Fiend, page 19
part #3 of Voice of Blood Series
I heard a persistent knocking on the door to my suite when I sat up. Too annoyed to dry myself off or find clothing, I stormed to the door and opened it, naked and dripping and covered in goose pimples. Liesl stood there, slouching, with a lit cigarette smoldering between her fingertips; she stared at me and clapped her hands over her mouth. I pulled her into my room and shut the door.
“Liesl—”
“I know, this is your room; and you didn’t get one for me, I notice. Where am I supposed to go? I don’t have anywhere to stay in Berlin yet. I only need a couple of nights; it won’t cost you any extra.” She let her eyes travel over me. “Oh, my. Are you going to get dressed?”
“I don’t see why I need to in the privacy of my own, private room.”
“Oh, if you think this is private, you are stupid. With all the politicians in here, every room is bugged. Oh, Herr Ricari, do let me stay; just for a few nights, please?
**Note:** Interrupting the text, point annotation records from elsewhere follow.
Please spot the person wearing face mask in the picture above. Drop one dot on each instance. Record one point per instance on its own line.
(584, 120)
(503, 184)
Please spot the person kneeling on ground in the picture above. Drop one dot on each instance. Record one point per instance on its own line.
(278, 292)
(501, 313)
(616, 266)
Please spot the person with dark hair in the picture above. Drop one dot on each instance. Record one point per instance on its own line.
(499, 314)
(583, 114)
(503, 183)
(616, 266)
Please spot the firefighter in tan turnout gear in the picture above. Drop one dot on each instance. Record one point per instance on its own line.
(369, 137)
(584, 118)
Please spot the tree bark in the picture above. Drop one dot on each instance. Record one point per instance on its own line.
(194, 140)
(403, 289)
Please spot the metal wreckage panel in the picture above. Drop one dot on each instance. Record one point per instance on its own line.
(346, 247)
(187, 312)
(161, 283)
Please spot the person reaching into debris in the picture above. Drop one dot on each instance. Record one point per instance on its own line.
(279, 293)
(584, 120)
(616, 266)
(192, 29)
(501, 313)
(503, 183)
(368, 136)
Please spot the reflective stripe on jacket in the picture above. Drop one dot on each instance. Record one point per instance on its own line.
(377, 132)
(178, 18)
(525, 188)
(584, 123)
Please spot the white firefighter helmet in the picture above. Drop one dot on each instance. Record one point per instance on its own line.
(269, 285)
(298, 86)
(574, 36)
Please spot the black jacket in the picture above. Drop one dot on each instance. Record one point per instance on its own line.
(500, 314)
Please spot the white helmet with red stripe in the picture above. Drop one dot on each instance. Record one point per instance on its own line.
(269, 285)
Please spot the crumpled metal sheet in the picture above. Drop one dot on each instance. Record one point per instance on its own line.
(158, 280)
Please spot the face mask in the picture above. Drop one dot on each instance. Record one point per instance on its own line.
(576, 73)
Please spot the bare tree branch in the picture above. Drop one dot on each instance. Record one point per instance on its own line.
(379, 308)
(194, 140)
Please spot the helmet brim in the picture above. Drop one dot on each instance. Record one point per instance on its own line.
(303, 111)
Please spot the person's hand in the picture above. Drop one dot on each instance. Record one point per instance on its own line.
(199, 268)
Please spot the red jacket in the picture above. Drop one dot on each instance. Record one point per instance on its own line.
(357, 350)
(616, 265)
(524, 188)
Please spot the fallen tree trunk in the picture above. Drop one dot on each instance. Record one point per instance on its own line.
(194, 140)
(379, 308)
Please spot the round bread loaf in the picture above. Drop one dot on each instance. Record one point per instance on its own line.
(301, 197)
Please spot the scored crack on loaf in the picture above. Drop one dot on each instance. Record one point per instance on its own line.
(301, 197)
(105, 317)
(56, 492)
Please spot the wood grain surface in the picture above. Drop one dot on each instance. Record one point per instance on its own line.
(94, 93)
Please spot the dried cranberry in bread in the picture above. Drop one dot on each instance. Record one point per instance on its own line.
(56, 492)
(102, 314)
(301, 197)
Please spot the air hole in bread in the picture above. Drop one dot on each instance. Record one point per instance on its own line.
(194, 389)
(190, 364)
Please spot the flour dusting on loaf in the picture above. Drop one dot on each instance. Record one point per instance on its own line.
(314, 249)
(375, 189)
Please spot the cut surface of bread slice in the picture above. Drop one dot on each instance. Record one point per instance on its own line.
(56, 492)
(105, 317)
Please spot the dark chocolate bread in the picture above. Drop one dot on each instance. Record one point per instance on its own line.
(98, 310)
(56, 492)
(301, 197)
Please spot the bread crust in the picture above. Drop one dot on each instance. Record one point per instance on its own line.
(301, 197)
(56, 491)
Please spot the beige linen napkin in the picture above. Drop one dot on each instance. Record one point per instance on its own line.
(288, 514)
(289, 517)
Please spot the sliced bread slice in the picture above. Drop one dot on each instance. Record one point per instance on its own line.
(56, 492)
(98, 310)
I promise I’ll make it worth your while.” She hiked the skirt of her frock to display the tops of her stockings.
“What makes you think I want you, child?” I said starkly. “I am in no mood to be indulgent right now, Liesl; I suggest you find somewhere else to stay tonight. Now get out at once.”
Of course, Liesl had no choice but to obey me. I sat on the edge of my bed and sighed, then returned to my bath for a while. Instead of being refreshing, now it was displeasingly cold. I scrubbed myself thoroughly with the perfumed soap provided by the hotel, dried myself with their velvety-soft towels, and went to sleep several hours early in the cool, sweetly perfumed total darkness. It might have been the best sleep I’ve ever gotten.
When I came down at dusk, willing to give Berlin another try now that I had rested, I found Liesl outside the hotel, staring up at the window of my third-floor room. She jumped when I spoke to her, then threw her arms around me. “Finally, you’re up!” she exclaimed breathlessly. I could tell by the way her eyes looked that she had not gone anywhere to sleep the night before; that she’d just stood outside on the pavement, waiting for me. “Come on, baby, let’s go! I have so much to show you!”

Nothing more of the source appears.